When your queries repeatedly reuse cached results, the benefits of this feature are greatest. Rolling and incremental window queries are good examples. For instance, a 30-day rolling window query that has already run for 29 days, would only need to pull 1/30th of the target data from its original input source and would use cached result fragments for the 29 previous days. An incremental window query would benefit even more, since the start of the window remains fixed: on every invocation of the query, a smaller percentage of the processing will require reading from the input source.

The following are additional considerations when using Result Fragment Caching:

  • Queries that don't target the same data with the same query fragments will have a low cache hit rate, hence will not benefit from this feature.

  • Queries with low reduction ratios that do not contain expensive computation steps will result in cached results that are roughly as expensive to read as they were to initially process.

  • The first query will always demonstrate a minor regression due to the cost of writing to cache.

  • The Result Fragment Caching feature works exclusively with Parquet files. Other file formats are not supported.

  • The Result Fragment Caching feature buffers will only attempt to cache scans with file split sizes of 128 MB or larger. With the default Spark configuration, Result Fragment Caching will be disabled if the scan size (total size across all files being scanned) divided by the number of executor cores is less than 128 MB. When any of the Spark configurations listed below are set, the file split size will be:

    min(maxPartitionBytes, max(openCostInBytes, scan size / minPartitionNum))
    • spark.sql.leafNodeDefaultParallelism (default value is spark.default.parallelism)

    • spark.sql.files.minPartitionNum (default value is spark.sql.leafNodeDefaultParallelism)

    • spark.sql.files.openCostInBytes

    • spark.sql.files.maxPartitionBytes

  • The Result Fragment Caching feature caches at the RDD partition granularity. The previously described reduction ratio that defaults to 8:1 is assessed per RDD partition.
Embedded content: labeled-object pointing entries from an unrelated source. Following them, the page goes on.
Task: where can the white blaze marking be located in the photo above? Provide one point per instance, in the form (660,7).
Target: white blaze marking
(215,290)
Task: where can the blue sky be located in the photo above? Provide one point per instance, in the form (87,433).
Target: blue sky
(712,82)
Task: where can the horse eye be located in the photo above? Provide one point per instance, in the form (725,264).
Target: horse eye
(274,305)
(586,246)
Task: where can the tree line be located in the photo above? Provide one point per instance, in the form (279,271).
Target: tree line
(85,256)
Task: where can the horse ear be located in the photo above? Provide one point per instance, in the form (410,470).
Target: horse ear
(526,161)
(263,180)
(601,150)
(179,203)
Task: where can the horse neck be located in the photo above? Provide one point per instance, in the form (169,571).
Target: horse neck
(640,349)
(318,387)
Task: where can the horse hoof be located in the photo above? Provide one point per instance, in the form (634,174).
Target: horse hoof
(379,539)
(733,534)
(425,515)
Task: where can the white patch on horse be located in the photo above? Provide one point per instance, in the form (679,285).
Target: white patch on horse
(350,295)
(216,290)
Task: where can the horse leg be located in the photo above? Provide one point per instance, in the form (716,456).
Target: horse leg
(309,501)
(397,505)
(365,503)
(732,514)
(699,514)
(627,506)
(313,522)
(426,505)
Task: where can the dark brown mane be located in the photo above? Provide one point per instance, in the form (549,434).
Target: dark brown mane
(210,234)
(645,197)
Workloads with per-RDD reduction ratios both greater and less than 8:1 may see smaller performance benefits than workloads with per-RDD reduction ratios that are consistently less than 8:1.
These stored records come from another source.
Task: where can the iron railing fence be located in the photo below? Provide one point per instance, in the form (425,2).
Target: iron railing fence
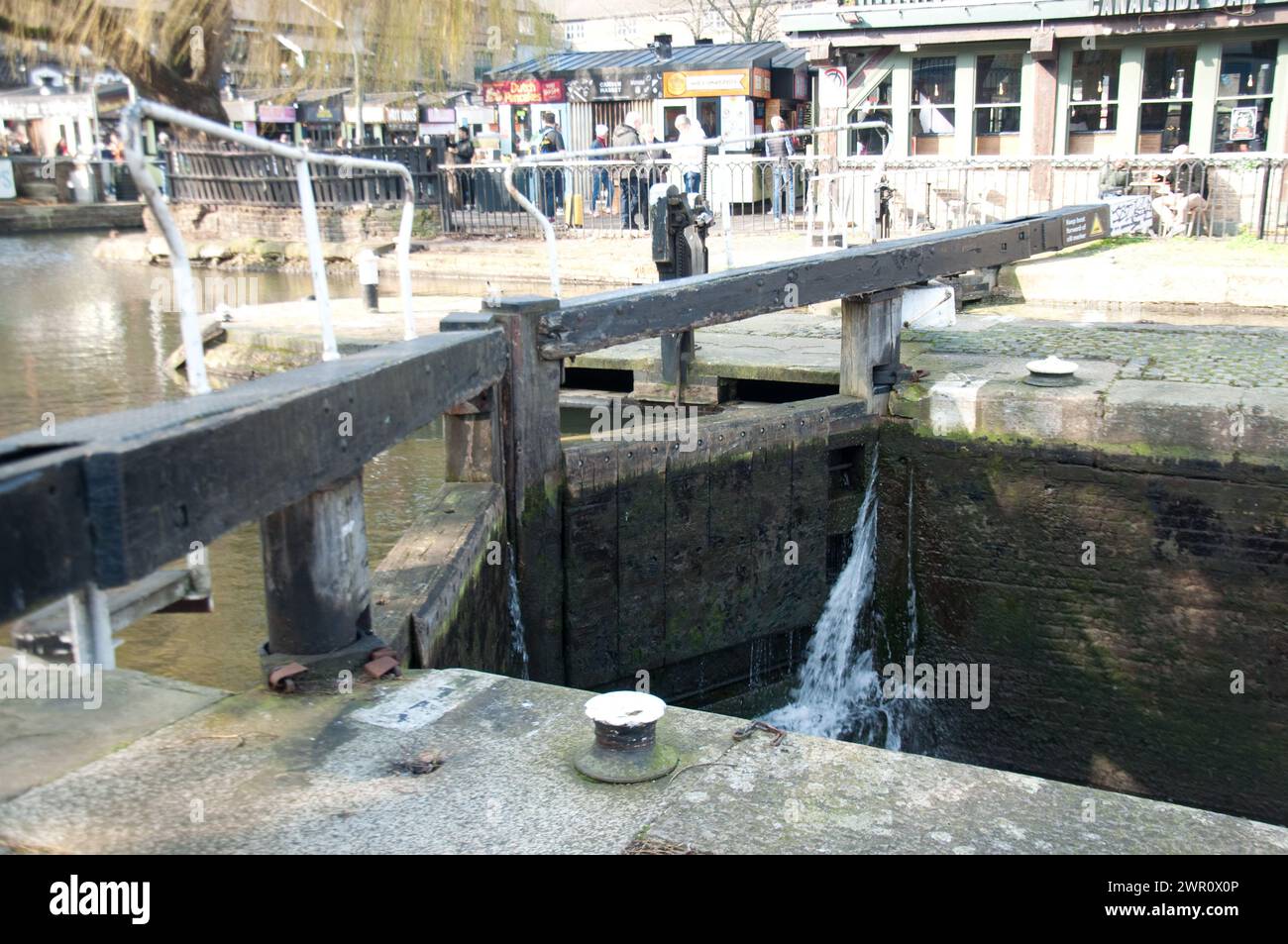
(609,197)
(838,200)
(236,175)
(835,200)
(1244,194)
  • The Result Fragment Caching feature uses a 16MB write buffer by default for each RDD partition being cached.If more than 16mb will be cached per RDD partition, the cost of determining that a write is not possible may result in a performance regression.

  • While, by default, Result Fragment Caching will not attempt to cache RDD partition results with a reduction ratio smaller than 8:1 and will cap its write buffer at 16MB, both of these values are tunable through the following configurations:

    spark.sql.subResultCache.reductionRatioThreshold (default: 8.0) spark.sql.subResultCache.maxBufferSize (default: 16MB, max: 64MB)
  • Multiple clusters using the same Amazon EMR release can share the same cache location. To ensure result correctness, Result Fragment Caching will not use cache results written by different releases of Amazon EMR .

  • Result Fragment Caching will be disabled automatically for Spark Streaming use cases or when RecordServer, Apache Ranger, or Amazon Lake Formation is used.

  • The result fragment cache read/writes use EMRFS and Amazon S3 buckets. CSE/ SSE S3/ SSE KMS encryption are supported.